Researchers from the German Sport University of Cologne, analysing data from international and club football over four decades, said there is no such thing as England’s “penalty curse”.
Moreover, their conclusion was that England has produced some of the best spot-kick takers in the world, although English performance in penalty shoot-outs has been a slightly weaker area than penalties from open play.
Looking at the 223 penalties awarded in open play across all World Cups and European Championships, England players in fact boast the highest success rate.
They scored around 90% of the time, putting them ahead of players from countries including Germany (75%), Brazil (87.5%), Spain (77%), Holland (75%) and Italy (65%).
Analysing players of various nationalities in major leagues over a 10-year period, a study involving 4,708 spot kicks, the research again found that English players fared well, placing around the top.
English footballers converted 75.14% of penalties in that period, marginally lower than their Dutch (77.1%) and Italian (75.61%) counterparts, and ahead of German (69.03%), Spanish (69.41%) and Brazilian (73.2%) players.

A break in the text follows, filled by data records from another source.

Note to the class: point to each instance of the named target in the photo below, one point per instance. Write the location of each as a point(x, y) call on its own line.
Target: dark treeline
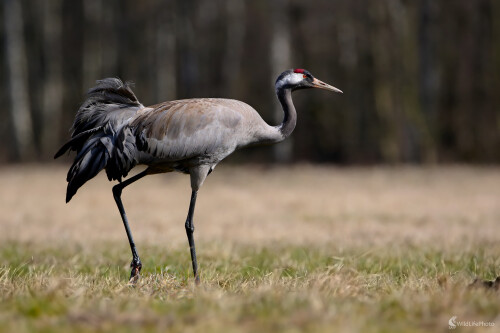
point(421, 79)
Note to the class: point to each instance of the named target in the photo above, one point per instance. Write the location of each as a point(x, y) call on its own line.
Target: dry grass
point(281, 249)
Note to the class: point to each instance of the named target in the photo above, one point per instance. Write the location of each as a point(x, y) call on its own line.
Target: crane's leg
point(189, 231)
point(136, 264)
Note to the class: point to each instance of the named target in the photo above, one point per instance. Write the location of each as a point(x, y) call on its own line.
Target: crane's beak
point(320, 84)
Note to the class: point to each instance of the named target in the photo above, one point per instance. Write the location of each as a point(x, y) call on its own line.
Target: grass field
point(314, 249)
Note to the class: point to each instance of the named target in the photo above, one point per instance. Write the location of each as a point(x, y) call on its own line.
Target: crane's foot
point(489, 285)
point(136, 266)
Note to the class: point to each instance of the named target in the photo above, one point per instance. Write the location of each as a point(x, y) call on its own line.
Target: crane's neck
point(290, 115)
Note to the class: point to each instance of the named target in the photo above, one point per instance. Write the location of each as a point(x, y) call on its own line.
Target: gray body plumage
point(113, 131)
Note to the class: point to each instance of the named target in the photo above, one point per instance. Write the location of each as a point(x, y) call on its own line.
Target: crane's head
point(301, 79)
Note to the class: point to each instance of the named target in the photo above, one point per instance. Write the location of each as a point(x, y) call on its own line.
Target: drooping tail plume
point(100, 136)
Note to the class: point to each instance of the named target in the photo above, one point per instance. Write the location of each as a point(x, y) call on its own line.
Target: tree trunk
point(52, 87)
point(22, 125)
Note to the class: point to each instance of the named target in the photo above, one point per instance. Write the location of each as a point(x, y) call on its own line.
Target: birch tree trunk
point(20, 111)
point(52, 85)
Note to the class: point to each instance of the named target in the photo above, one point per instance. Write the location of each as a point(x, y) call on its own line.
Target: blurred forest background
point(421, 79)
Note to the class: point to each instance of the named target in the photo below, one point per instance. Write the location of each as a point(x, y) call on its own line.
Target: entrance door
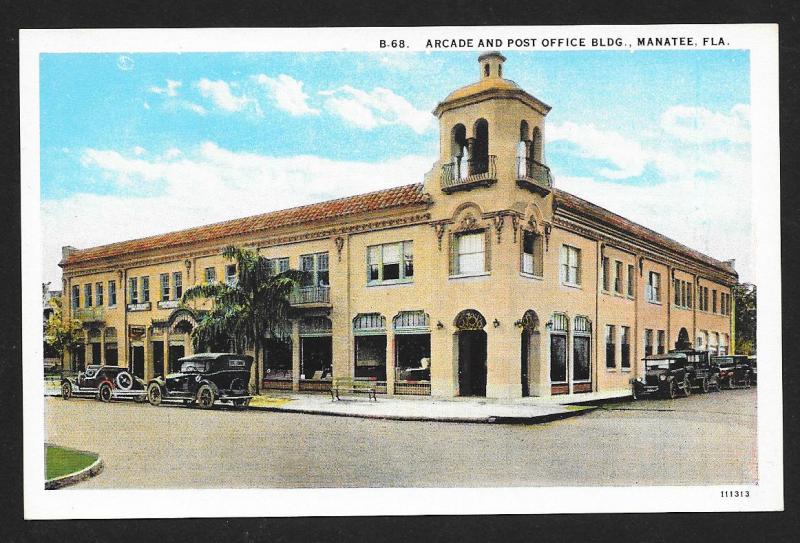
point(175, 352)
point(525, 362)
point(472, 363)
point(158, 358)
point(96, 353)
point(137, 361)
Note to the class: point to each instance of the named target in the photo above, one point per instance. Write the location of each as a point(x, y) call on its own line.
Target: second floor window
point(611, 348)
point(76, 297)
point(390, 262)
point(618, 276)
point(630, 279)
point(230, 274)
point(133, 291)
point(177, 284)
point(625, 346)
point(164, 287)
point(653, 293)
point(469, 253)
point(570, 265)
point(316, 268)
point(532, 258)
point(145, 289)
point(87, 295)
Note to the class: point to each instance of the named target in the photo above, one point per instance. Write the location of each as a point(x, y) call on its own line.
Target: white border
point(762, 42)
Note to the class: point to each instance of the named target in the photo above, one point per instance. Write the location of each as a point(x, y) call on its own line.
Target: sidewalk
point(472, 410)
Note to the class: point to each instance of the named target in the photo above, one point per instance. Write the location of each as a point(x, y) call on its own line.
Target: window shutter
point(453, 254)
point(487, 251)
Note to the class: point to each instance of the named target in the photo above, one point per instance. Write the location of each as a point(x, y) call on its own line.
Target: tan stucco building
point(485, 279)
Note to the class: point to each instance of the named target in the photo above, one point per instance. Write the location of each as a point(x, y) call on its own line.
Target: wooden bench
point(350, 386)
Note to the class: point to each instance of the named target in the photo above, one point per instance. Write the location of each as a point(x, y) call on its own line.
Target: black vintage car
point(664, 374)
point(734, 370)
point(703, 374)
point(204, 379)
point(104, 383)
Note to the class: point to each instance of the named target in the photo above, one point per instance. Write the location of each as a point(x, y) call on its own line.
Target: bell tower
point(491, 137)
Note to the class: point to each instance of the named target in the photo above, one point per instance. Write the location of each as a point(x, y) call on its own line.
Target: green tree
point(254, 307)
point(745, 297)
point(61, 333)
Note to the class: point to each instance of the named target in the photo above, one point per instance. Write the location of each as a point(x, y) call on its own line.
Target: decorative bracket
point(440, 228)
point(499, 220)
point(339, 241)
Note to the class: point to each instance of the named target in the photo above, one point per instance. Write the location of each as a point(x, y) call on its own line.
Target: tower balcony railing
point(88, 314)
point(311, 296)
point(533, 175)
point(468, 174)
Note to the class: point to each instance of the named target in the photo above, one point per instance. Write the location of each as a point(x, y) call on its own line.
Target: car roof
point(666, 356)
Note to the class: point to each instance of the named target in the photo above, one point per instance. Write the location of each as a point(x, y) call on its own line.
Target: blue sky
point(136, 144)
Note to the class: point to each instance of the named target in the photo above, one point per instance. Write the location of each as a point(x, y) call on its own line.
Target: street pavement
point(700, 440)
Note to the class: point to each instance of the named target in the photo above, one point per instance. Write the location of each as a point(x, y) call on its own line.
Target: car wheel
point(104, 392)
point(154, 395)
point(205, 397)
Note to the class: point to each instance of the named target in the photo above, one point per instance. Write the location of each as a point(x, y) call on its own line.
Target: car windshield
point(189, 366)
point(658, 364)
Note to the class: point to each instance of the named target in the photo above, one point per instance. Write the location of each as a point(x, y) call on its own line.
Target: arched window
point(479, 162)
point(459, 155)
point(536, 145)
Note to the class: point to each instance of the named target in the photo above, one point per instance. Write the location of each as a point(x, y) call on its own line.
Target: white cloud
point(368, 110)
point(171, 88)
point(287, 94)
point(700, 125)
point(626, 155)
point(221, 94)
point(191, 187)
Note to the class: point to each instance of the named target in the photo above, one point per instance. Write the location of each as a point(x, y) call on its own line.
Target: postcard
point(400, 271)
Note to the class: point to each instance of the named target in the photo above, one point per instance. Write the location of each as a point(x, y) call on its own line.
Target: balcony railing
point(89, 314)
point(311, 295)
point(476, 172)
point(534, 175)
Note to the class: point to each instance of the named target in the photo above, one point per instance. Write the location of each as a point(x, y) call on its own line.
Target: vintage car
point(664, 374)
point(204, 379)
point(734, 370)
point(703, 374)
point(104, 383)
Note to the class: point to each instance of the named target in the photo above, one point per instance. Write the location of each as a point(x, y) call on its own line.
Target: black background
point(167, 14)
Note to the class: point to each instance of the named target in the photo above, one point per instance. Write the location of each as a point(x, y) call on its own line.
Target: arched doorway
point(471, 342)
point(529, 350)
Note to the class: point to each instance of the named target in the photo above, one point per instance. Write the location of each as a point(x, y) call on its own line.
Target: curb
point(71, 478)
point(540, 419)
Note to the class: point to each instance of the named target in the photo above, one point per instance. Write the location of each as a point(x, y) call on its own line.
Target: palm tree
point(250, 309)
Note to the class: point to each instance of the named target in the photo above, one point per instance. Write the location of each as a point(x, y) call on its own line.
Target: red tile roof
point(405, 195)
point(583, 207)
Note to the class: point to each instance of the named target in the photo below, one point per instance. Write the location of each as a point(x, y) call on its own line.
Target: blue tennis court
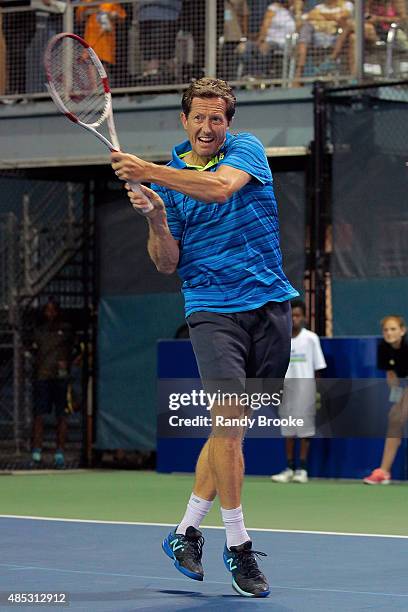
point(108, 567)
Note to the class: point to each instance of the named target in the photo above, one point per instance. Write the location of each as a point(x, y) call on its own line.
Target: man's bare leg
point(204, 485)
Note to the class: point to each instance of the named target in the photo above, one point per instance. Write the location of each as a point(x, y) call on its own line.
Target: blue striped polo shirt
point(230, 258)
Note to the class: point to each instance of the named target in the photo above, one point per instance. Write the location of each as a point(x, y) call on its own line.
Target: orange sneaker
point(378, 476)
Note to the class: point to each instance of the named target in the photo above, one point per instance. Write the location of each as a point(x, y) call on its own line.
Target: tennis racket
point(79, 86)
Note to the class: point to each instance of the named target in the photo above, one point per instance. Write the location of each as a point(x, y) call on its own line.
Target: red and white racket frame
point(107, 114)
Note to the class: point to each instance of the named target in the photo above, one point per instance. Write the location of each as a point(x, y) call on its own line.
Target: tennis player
point(392, 356)
point(215, 220)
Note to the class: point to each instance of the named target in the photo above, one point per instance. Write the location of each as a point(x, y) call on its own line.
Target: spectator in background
point(193, 20)
point(379, 16)
point(277, 23)
point(257, 9)
point(100, 32)
point(48, 22)
point(320, 29)
point(159, 22)
point(299, 396)
point(235, 29)
point(392, 356)
point(53, 350)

People believe that English players miss more penalties than they actually do
The area in which England’s results are not as strong, however, is penalty shoot-outs.
England has only won three of its nine shoot-outs since that nerve-shredding decider was introduced, failing in the World Cups of 1990, 1998 and 2006, and in the Euros of 1996, 2004 and 2012.

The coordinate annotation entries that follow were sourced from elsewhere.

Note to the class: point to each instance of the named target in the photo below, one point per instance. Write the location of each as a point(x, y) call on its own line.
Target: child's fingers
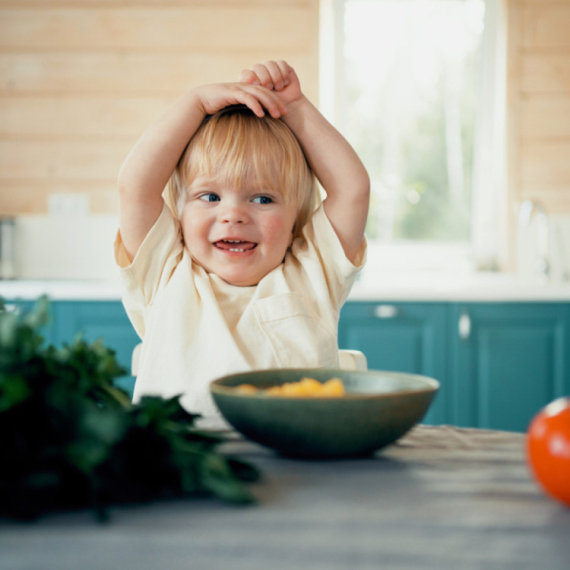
point(248, 76)
point(286, 70)
point(275, 72)
point(258, 98)
point(263, 75)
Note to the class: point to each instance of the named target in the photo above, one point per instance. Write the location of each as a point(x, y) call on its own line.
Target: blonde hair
point(237, 146)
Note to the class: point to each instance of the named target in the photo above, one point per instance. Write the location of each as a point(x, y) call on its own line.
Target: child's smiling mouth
point(235, 245)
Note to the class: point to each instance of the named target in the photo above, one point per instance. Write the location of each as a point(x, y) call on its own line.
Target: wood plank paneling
point(545, 73)
point(545, 118)
point(546, 25)
point(30, 196)
point(202, 28)
point(62, 160)
point(77, 118)
point(80, 80)
point(158, 4)
point(133, 74)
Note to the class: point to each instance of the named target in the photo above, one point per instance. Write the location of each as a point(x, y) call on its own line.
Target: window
point(413, 86)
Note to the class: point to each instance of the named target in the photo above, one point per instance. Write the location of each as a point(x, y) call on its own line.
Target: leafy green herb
point(70, 438)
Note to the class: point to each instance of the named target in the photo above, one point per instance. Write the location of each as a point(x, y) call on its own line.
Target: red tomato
point(548, 449)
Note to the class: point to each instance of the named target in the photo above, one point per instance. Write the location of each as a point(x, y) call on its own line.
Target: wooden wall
point(539, 102)
point(80, 80)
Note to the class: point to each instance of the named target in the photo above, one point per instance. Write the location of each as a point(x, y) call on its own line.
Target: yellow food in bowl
point(305, 388)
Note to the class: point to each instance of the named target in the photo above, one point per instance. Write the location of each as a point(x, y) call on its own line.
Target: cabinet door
point(402, 337)
point(22, 307)
point(105, 320)
point(508, 360)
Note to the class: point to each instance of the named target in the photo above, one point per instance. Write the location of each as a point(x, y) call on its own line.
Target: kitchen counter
point(392, 286)
point(440, 498)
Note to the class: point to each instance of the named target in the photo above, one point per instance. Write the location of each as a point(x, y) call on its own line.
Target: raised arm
point(333, 160)
point(151, 162)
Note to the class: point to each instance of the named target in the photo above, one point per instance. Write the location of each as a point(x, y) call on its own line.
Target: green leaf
point(70, 437)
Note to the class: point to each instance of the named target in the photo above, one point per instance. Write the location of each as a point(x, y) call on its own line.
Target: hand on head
point(277, 76)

However, the success rate of England players in these shootouts – 61.32% – was not substantially lower than the international average of around 70%, with the researchers calling this a small deviation “by statistical convention”.
England’s result on this score compares with those of Spain (67.83%), Italy (69%), Holland (67.39%) and Brazil (68.75%).
It may surprise few, and reinforce another footballing stereotype, to learn that German players are well ahead in this category, with a success rate of 85.29%.
The research team concluded England’s reputation regarding penalties suffered because the misses that meant the most – such as in World Cup penalty shoot-outs – were remembered far more clearly than, say, the successful conversion of in-play penalties by English players.
“This cognitive bias might contribute to the stereotype that English players are bad at penalty kicks as a loss in an emotional penalty shoot-out during a World or European Cup arguably comes more easily to mind than an in-game penalty,” the paper concluded.
“In turn, people believe that English players miss more penalties than they actually do.
“Compared to the respective sample means, English players slightly over-performed in in-game penalties and under-performed in shoot-outs.
“However, none of these comparisons reached statistical significance.
“We conclude that the nationality factor does not explain meaningful variance in penalty performance, and the explanation for the poor performance in penalty shoot-outs of the England national team in the past most likely lies with other factors, including the unreliable measurement of penalty performance.”